* * Anonymous Doc

Thursday, September 10, 2009

First day in outpatient is certainly a change from the night shift. Normal hours! Different problems! A patient came in, and it turned out she needed a pelvic exam. I've done one of these before, in med school, during my OB/GYN rotation, on a fake patient who they hire to let the med students practice (what a terrible job, no matter how well they pay). There's a safety net when it's a fake patient-- she's done it before, she knows what to expect, she knows we don't know what we're doing, and she's trained to guide our hands and tell us what we're touching and make it all a little bit removed from reality (again, what a terrible, terrible, terrible job, no matter how well they pay).

But when it's a real patient-- and especially a real patient who may in fact have some sort of issue down there-- it's a very different situation.
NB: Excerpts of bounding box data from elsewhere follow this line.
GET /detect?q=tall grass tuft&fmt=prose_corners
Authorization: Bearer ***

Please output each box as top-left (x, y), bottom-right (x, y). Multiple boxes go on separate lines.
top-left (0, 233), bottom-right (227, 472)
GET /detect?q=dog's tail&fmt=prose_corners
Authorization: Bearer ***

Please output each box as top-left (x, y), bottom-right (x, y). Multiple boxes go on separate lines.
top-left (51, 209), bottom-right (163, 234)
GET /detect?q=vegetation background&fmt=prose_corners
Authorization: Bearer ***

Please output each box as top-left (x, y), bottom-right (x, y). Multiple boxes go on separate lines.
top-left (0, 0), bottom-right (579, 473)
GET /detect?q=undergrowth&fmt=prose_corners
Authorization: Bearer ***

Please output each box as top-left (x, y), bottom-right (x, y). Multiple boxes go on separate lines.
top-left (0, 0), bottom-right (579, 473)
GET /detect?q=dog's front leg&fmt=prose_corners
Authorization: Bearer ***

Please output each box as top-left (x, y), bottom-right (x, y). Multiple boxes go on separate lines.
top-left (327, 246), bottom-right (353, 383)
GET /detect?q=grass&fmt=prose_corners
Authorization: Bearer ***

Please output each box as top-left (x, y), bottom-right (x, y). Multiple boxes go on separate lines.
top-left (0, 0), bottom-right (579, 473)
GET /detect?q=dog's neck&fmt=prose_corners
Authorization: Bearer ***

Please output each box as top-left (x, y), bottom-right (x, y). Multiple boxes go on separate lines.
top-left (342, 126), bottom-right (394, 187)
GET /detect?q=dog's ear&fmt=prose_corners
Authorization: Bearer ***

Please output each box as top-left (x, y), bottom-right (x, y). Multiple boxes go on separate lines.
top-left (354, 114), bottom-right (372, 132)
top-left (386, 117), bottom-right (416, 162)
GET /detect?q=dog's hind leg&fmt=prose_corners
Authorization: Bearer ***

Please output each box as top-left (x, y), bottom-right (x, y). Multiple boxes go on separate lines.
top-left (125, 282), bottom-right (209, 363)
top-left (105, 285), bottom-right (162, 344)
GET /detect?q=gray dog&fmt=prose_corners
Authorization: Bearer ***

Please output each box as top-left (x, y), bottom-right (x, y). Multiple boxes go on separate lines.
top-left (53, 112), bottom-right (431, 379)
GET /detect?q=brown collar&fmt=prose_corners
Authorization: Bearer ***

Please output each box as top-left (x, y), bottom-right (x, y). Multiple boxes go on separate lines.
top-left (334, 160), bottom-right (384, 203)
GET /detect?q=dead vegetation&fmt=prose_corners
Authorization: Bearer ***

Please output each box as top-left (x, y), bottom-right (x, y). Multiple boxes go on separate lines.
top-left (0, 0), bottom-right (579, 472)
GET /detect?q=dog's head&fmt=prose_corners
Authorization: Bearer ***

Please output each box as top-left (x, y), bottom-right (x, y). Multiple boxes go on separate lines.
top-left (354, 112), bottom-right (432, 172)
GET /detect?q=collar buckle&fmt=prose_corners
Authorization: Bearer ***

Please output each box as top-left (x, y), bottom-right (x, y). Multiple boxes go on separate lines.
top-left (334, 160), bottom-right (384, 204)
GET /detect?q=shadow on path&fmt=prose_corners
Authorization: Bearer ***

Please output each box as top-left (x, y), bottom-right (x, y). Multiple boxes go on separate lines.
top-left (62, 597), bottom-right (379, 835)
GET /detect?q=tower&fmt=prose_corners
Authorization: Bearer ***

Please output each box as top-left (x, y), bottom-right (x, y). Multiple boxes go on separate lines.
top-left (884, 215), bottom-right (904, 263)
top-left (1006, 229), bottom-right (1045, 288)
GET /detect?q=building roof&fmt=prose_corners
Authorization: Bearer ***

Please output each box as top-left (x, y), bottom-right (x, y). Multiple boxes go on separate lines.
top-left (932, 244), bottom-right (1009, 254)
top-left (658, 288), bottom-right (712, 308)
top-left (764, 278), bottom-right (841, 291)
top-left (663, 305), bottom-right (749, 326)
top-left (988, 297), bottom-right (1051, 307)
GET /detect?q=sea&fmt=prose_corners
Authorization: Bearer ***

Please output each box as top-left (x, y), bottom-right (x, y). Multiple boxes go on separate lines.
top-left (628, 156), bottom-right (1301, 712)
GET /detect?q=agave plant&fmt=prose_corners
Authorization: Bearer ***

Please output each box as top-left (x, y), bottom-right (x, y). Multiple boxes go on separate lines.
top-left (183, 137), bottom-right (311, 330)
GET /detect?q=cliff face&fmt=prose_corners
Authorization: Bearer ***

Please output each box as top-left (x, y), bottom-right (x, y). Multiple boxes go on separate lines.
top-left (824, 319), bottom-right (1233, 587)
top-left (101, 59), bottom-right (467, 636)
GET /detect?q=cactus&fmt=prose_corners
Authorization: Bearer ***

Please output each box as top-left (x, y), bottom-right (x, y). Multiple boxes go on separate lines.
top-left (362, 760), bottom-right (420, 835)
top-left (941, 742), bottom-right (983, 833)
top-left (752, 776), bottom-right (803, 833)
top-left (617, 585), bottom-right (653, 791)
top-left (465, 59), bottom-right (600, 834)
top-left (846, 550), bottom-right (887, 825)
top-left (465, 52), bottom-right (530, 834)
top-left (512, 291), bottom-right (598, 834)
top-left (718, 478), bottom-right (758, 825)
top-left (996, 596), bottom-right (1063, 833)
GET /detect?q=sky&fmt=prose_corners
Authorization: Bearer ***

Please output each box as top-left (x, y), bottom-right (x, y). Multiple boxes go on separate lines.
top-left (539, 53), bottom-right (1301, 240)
The saving grace was that the woman said she had never had one of these before-- hence, she had no idea what to expect. Otherwise, if she actually had a point of comparison, I feel like she would have gotten up and left, or at least demanded a different doctor. I mean, surely she had some sense of what was happening, since my resident was standing over me trying to instruct: "I think you need to go deeper" ; "You're not quite all the way in" ; "Yes, that's what it's supposed to feel like." The resident did the exam after I did, just to double-check -- fortunately no real issues going on for the patient -- but, gosh, I'm really glad that I never have to be on the patient end of this, and I'm hoping that whatever practice I end up having as a real doctor, I don't have to do these very often.

I don't know how people go into gynecology or urology, and have to do this stuff all day, every day. Dealing with a patient's private parts in a clinical setting is really not appealing. It's weird to write this or think this, but it's like, I don't know, it takes some of the mystery away, it makes it all seem a little less magical, a little less special. And that's even putting aside the possibility of dealing with actual infection (or infestation, or wound, or other such problem) down there. It's just not something I want to spend a lot of my workday doing.


  1. Hey! The good news is, you're internal and not family, let alone ob/gyn. Leave the ugly, the rotten and the infected to the gynecologists!

    I'm not even sure how you're still able to say "special" and "magical" as an intern, because I'm pretty sure those words faded from my vocabulary by about halfway through third year...Perhaps you're just a better intern than I.

  2. Does this mean you might enjoy this rotation? Dare we to hope?